DryadLINQ笔记
DryadLINQ: A System for General-Purpose Distributed Data-Parallel Computing Using a High-Level Language: source, pdf
What is Dryad?
Dryad was a research project at Microsoft Research for a general purpose runtime for execution of data parallel applications. In October 2011, Microsoft discontinued active development on Dryad, shifting focus to the Apache Hadoop framework.
What is LINQ?
Language Integrated Query (LINQ, pronounced "link") is a Microsoft .NET Framework component that adds native data querying capabilities to .NET languages.
What is DryadLINQ?
- A system and a set of language extensions that enable a new programming model for large scale distributed computing.
- It generalizes previous execution environments such as SQL, MapReduce, and Dryad in two ways: by adopting an expressive data model of strongly typed .NET objects; and by supporting general-purpose imperative and declarative operations on datasets within a traditional high-level programming language.
- A DryadLINQ program is a sequential program composed of LINQ expressions performing arbitrary side-effect-free transformations on datasets, and can be written and debugged using standard .NET development tools.
- Translates the data-parallel portions of the program into a distributed execution plan which is passed to the Dryad execution platform.
Pros?
- LINQ's extensibility, allowing the introduction of new execution implementations and custom operators, is the key that allows us to achieve deep integration of Dryad with LINQ-enabled programming languages.
- LINQ's strong static typing is extremely valuable when programming large-scale computations-it is much easier to debug compilation errors in Visual Studio than run-time errors in the cluster.
Cons?
- The Dryad execution engine was engineered for batch applications on large datasets. There is an overhead of at least a few seconds when executing a DryadLINQ EPG.

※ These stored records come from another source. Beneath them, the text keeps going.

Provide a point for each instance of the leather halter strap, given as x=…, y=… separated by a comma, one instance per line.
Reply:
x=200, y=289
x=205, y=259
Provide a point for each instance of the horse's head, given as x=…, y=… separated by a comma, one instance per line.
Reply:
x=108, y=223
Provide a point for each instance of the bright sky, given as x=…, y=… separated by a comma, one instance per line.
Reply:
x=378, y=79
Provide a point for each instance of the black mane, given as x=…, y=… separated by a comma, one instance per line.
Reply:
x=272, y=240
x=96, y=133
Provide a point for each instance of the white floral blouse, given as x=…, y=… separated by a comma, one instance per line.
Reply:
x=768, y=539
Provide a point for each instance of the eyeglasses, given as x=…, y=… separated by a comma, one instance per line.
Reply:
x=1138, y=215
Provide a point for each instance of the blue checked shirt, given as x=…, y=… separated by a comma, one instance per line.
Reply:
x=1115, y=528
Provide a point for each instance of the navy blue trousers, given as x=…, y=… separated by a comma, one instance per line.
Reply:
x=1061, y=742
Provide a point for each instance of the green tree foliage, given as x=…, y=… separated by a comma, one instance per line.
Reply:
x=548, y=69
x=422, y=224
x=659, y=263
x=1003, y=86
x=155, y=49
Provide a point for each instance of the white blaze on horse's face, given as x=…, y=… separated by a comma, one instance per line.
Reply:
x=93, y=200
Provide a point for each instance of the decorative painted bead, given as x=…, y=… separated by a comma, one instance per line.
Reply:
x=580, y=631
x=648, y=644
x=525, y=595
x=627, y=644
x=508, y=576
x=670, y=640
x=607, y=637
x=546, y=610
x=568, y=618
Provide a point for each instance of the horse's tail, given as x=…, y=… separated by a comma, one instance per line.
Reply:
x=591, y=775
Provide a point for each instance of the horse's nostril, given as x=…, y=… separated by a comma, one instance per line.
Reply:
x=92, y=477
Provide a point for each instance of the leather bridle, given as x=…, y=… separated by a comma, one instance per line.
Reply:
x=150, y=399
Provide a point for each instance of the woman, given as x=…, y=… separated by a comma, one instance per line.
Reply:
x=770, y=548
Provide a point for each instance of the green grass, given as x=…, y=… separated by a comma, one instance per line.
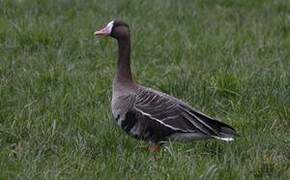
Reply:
x=228, y=58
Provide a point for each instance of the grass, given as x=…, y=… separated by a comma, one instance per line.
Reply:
x=228, y=58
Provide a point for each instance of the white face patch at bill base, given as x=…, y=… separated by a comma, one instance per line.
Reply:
x=109, y=27
x=106, y=30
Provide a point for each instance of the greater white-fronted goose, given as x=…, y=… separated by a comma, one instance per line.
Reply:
x=151, y=115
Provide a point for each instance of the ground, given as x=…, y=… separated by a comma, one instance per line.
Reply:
x=229, y=59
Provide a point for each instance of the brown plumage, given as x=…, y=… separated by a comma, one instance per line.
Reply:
x=151, y=115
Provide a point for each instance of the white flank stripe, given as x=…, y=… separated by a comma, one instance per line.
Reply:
x=171, y=127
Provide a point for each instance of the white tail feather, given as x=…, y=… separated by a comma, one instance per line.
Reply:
x=224, y=139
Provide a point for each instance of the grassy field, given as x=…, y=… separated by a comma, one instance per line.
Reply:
x=227, y=58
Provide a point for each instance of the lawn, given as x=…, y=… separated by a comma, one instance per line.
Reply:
x=227, y=58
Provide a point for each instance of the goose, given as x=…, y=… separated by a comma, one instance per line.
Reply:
x=149, y=115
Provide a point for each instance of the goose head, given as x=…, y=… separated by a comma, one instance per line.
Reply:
x=115, y=29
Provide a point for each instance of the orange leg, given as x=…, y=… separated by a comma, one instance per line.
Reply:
x=153, y=148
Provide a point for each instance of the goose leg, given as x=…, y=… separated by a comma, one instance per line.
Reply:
x=154, y=147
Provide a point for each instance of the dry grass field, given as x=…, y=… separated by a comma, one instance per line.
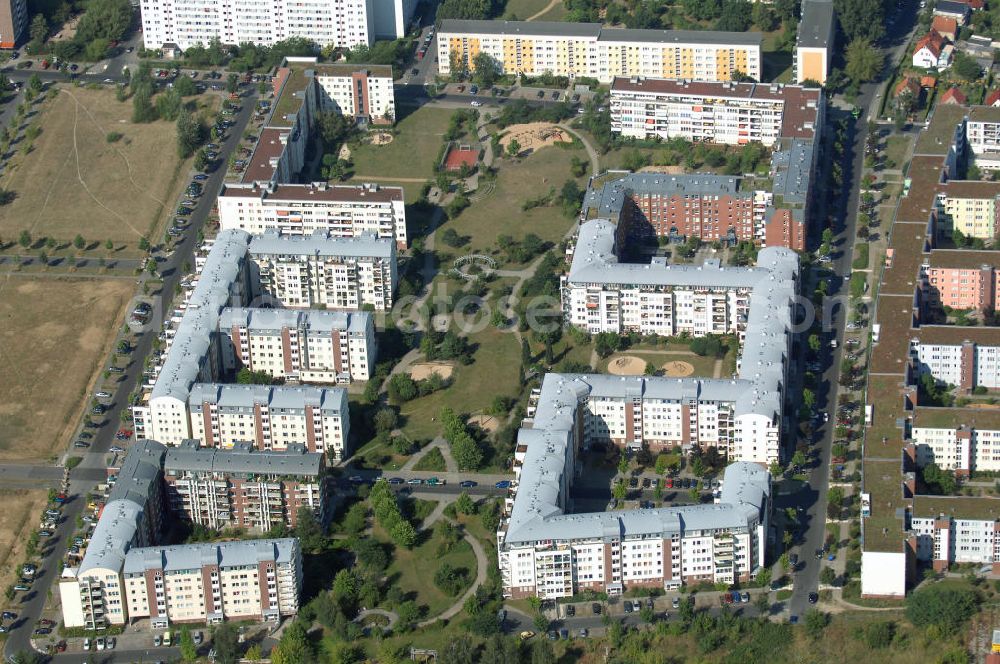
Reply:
x=20, y=516
x=55, y=333
x=76, y=182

- Bad for low-latency distributed database lookups.
- The main item that DryadLINQ lacked was any kind of DFS. Without a good DFS, a distributed processing framework isn't all that functional. You basically had to fake a DFS, by **manually **partitioning your data across all machines, and generate an INI file that described how the data was partitioned.
What use cases is DryadLINQ suited for?
- Specialized for streaming computations, e.g. for breadth-first traversal of large graphs DryadLINQ outperforms specialized random-access infrastructures. This is because the current performance characteristics of hard disk drives ensures that sequential streaming is faster than small random-access reads even when greater than 99% of the streamed data is discarded.
- The main requirement is that the program can be written using LINQ constructs: users generally then find it straightforward to adapt it to distributed execution using DryadLINQ-and in fact frequently no adaptation is necessary. However, a certain change in outlook may be required to identify the data-parallel components of an algorithm and express them using LINQ operators.
What use cases do DryadLINQ fail to satisfy?
Very inefficient for algorithms which are naturally expressed using random-accesses.
Learnings? Takeaways? Influences on future work?
Purity vs ease of use: Many DryadLINQbeginners find it easier to write custom code inside Apply than to determine the equivalent native LINQ expression. Apply is therefore helpful since it lowers the barrier to entry to use the system. However, the use of Apply "pollutes" the relational nature of LINQ and can reduce the system's ability to make high-level program transformations.
Core Innovations / Ideas
- shared-nothing architecture, horizontal data partitioning, dynamic repartitioning, parallel query evaluation, and dataflow scheduling
provides a generalization of the concept of query language, but it does not provide a data definition language (DDL) or a data management language (DML) and it does not provide support for in-place table updates or transaction processing - The three layers of storage, execution, and application are decoupled.